With this definition understood, it is VERY important to understand that anyone can be the victim of sexual assault, no matter one’s identified gender. Women are not the only victims of sexual assault, it can happen to anyone. Just as anyone can be a victim, anyone can be a perpetrator of rape and rape like crimes. There is a stigma that men are the only rapists, and that anyone identifying as anything other than a male cannot commit these crimes. That is simply NOT TRUE.
There are many reasons that survivors of sexual assault do not come forward. They can feel ashamed as if it was their fault in some way or another. They can feel like people won’t believe them. They can feel that there will be no justice. They can feel a sense of disbelief and shock that causes them to only want to move on. There are many, many reasons that cause victims to not come forward put in place by our societal stigmas about sexual assault. But by being a good friend, you can help end this stigma and get your friend the support and help they need.
Here are some steps you can take in order to be the best supportive friend to someone who has survived sexual assault
Step One – Be a good and active listener.

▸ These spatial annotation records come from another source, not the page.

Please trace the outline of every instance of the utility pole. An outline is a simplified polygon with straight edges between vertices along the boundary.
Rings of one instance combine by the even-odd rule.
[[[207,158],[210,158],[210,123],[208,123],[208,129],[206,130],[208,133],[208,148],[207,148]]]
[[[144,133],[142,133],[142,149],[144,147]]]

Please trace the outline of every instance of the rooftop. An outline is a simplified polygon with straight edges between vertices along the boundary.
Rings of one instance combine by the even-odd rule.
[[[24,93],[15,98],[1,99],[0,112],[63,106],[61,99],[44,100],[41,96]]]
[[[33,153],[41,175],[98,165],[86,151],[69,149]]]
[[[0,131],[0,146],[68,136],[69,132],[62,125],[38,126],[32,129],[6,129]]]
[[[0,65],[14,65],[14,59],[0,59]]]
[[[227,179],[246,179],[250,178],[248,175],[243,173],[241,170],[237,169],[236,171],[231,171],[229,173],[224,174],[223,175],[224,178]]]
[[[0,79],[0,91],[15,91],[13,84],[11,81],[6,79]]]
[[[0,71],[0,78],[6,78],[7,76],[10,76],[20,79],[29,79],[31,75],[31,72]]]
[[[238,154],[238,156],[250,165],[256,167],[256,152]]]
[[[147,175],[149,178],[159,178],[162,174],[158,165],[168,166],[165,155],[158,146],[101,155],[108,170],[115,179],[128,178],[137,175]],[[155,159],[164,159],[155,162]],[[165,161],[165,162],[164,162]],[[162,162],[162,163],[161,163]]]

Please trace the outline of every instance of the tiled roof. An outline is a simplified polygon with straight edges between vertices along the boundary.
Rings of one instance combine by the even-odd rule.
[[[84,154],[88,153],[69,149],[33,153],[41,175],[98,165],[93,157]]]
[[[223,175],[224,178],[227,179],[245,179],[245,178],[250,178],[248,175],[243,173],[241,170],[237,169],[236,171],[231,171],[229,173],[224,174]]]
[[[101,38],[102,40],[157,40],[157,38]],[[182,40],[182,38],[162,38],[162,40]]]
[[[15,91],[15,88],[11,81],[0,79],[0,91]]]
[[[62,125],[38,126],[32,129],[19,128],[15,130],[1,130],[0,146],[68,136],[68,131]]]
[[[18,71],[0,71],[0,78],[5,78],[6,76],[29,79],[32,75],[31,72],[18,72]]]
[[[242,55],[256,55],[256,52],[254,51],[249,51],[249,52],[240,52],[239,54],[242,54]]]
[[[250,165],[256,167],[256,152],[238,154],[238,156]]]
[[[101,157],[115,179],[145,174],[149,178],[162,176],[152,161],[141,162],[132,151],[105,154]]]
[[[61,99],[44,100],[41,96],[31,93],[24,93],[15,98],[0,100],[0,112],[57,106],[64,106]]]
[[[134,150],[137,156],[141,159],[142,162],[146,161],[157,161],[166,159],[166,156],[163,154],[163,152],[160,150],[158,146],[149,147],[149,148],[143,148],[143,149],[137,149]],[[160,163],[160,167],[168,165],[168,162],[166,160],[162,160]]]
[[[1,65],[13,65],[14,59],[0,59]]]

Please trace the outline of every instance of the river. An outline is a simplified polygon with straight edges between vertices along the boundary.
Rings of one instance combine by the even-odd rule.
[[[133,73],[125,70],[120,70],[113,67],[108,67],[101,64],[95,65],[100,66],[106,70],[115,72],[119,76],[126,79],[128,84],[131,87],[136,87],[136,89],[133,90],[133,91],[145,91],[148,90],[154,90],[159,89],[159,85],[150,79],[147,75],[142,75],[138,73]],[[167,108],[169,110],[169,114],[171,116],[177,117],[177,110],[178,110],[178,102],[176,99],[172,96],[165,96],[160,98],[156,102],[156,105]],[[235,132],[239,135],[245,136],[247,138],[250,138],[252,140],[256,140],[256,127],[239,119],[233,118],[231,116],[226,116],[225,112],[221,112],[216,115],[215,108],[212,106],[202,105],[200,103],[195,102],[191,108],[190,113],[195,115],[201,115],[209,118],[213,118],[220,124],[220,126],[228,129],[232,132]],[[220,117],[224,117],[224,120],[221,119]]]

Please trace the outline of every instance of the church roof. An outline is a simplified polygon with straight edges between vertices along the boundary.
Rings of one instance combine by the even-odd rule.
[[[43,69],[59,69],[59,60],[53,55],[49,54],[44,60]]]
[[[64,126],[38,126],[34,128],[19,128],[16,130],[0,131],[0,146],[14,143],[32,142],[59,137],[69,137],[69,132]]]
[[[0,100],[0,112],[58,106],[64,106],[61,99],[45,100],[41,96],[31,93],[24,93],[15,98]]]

Often times, the survivors of sexual assault just want someone to listen to them. If and when they are ready, they will come forth and talk about their experience. If and when that time comes, it is important to be ready to listen to your friend. Although each person’s experience is varied, talking about such an event can be really tough for your friend. You should support them by giving them your full attention and really trying to understand their experience.
Step Two – Assure them that it’s not their fault.
The best thing that you can do as a friend is to make sure you tell them that it is not their fault. No matter what the situation or how the story is told, make sure they know that you are there for them and that it is not their fault this happened.
Step Three – Make sure you are seeing it from their perspective
Each survivor of sexual assault has a different experience when it comes to the recovery process. Someone might talk about it a lot and actively seek you as a support system. On the other hand, someone might almost never talk about it. Each survivor’s experience is complex and unique. By understanding that there is not one straight path to recovery will help both you and your friend feel support.
Step Four – Respect your friends autonomy
This is the most important step. No matter what you think is the best thing for your friend to do (i.e report it to the police, go to the hospital, talk to a title IV investigator) you MUST respect your friend’s decision no matter what. By imposing your own decisions upon your friend, your intent may be good, but the impact is taking away your friend’s power to choose just as their perpetrator did. Support them by being a friend and offering to help them do whatever decision they want to make, but remember it is their decision.
Step Five – Help create safety
After going through such a traumatic experience, your friends sense of safety can be disassembled. By offering to walk your friend home from class or to tag along with them to walmart can help them reestablish a sense of comfort and safety. By offering to do these little things, you can really help your friend feel as though they have re-gained control of their situation. Offer them resources if they are interested in using them, but make sure you don’t force any resources upon them.
Step Six – Take care of yourself
Supporting someone you love through such a difficult time can really affect you personally. Do not be afraid or ashamed to seek help. Being a good friend is important, but making sure that you are practicing self care comes first. Seek out the counseling center or who or what ever you need to make sure that you are taking care of yourself.